İktidar, seçimlerin üzerinden daha iki gün bile geçmeden, Van’da yaşananlar ile iktidar, 2016’dan beri kesintisiz olarak sürdürülen kayyum pratiğiyle somutlaşan zihniyetten zerre geri adım atmadığının, farklı yol ve yöntemlerle bu uygulamaya devam edeceğinin sinyalini verdi.
Dahası, ülke her anlamda büyük bir kriz içinde. İktidar bloku gerek kendi içindeki krizlerle gerekse de ülkenin içine yuvarlandığı ekonomik, siyasi, yargısal, sosyal ve ahlaki krizlerle baş edemediği, bunlara gerçek ve kalıcı çözümler bulamadığı için çıkışı milliyetçi ve gerici hassasiyetleri kullanarak dikkatleri başka yerlere çekmekte aramaktadır.
Fakat bu arayış da, yani başta Kürt Sorunu olmak üzere ülkenin yaşadığı sorunları çözmek yerine çözümsüzlükte ısrar etme, toplum olarak tüm sonuçlarını en ağır şekilde yaşayarak görsek de, en başta bu çözümsüzlükte ısrar edenlerin çöküşünü hızlandırmaktadır.

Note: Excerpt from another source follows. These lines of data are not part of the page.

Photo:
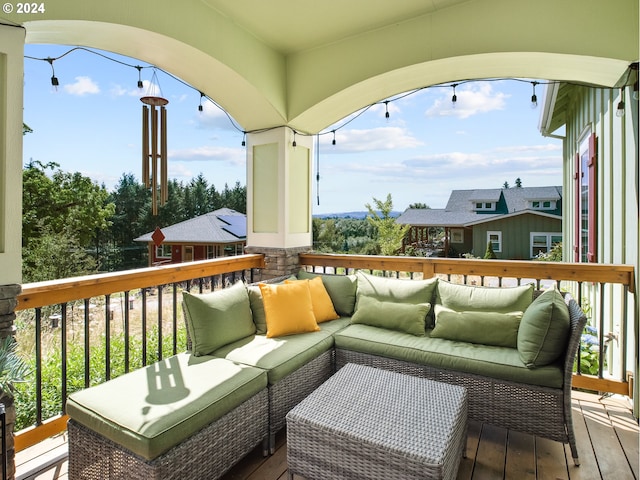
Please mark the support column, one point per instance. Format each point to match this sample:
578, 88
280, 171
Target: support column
11, 94
279, 191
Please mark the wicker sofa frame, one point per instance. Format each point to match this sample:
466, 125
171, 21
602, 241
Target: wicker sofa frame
540, 411
210, 452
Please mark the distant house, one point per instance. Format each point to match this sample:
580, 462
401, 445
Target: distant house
520, 223
220, 233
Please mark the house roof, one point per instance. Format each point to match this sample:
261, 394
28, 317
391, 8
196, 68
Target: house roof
460, 211
220, 226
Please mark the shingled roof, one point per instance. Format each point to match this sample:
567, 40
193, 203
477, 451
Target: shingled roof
460, 211
220, 226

Çözmeyen çözülür diyalektiğinin nasıl işlediğini görmek isteyen 90’lara ve o dönemki siyasi aktörlerin sonlarına bakabilir.

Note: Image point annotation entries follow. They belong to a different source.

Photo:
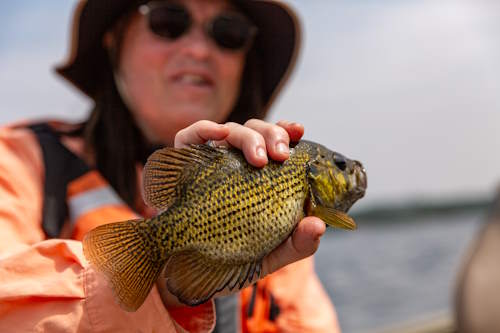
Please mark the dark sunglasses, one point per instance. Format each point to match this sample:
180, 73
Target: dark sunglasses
229, 30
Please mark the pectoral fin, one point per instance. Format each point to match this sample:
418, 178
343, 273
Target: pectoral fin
334, 218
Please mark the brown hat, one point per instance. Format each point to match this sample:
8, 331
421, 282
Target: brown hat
278, 42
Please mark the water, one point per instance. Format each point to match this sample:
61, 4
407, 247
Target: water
390, 273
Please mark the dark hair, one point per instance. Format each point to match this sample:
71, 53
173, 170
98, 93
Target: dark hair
117, 143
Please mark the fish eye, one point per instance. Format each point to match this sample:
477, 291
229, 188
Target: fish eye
340, 161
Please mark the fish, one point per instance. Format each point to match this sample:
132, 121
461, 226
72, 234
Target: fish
219, 217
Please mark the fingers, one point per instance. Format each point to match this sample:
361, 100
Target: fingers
200, 132
303, 243
294, 130
276, 138
257, 139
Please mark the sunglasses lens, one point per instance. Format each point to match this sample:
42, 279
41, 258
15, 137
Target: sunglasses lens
169, 21
231, 31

Bugün de benzer bir diyalektik işlemektedir. İktidar bloku, çözümsüzlükte ısrar ettikçe, yaşanan krizler daha da ağırlaşmakta ve buna bağlı olarak da çözülen kendisi olmaktadır.

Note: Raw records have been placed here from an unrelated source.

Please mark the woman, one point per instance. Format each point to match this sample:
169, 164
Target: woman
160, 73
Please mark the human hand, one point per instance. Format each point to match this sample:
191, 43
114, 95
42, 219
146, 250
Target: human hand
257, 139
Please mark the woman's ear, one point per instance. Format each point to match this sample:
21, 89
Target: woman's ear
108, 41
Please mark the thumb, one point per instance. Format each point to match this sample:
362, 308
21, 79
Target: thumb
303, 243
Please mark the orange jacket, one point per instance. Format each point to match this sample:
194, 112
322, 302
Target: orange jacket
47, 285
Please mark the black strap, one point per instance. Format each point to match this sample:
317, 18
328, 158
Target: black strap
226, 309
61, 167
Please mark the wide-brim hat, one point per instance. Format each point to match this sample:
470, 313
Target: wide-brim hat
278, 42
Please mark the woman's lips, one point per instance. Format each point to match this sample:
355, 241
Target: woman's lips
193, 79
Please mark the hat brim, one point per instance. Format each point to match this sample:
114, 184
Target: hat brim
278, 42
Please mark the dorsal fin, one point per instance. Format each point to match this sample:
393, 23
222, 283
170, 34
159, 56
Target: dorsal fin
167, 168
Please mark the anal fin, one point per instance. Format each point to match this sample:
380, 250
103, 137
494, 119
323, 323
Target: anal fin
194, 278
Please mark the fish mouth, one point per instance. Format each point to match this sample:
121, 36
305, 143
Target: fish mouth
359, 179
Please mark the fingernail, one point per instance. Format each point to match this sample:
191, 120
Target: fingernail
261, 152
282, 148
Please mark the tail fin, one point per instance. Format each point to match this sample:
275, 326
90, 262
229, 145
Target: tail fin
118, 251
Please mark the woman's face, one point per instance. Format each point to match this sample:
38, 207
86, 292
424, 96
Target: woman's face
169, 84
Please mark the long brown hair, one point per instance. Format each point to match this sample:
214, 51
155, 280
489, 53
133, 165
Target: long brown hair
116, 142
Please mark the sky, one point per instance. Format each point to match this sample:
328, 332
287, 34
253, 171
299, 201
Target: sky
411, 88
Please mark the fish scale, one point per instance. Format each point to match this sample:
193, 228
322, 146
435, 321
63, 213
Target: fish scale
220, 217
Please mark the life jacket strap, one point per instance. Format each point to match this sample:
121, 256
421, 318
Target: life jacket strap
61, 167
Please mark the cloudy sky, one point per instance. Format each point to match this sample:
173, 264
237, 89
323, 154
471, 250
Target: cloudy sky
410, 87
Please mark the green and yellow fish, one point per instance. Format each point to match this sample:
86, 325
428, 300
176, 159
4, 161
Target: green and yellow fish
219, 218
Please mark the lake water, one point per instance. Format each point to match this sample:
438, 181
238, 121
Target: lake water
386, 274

Dolayısıyla da, bugün kendine muhalif diyen iktidardan ve uygulamalarından rahatsız olan tüm siyasi partilere, meslek örgütlerine, sivil toplum örgütlerine düşen; iktidarın milliyetçilik, “terörle mücadele” gibi klişe söylemlerinin ardında hizalanmak değil, Van’da yaşanan darbe ve gasp karşısında hiçbir koşul ve şart öne sürmeden Kürt halkının yanında olmaktır.
Bu darbeyi ve gaspı kabul etmemek vicdanı olan herkes için tarihi ve ahlaki bir görevdir. Bugün iktidarın karşısında Van halkının yanında olmayanlar, çözülüşü her gün daha da hızlanan iktidar ile birlikte, tarihte hak ettikleri yeri alacaklardır.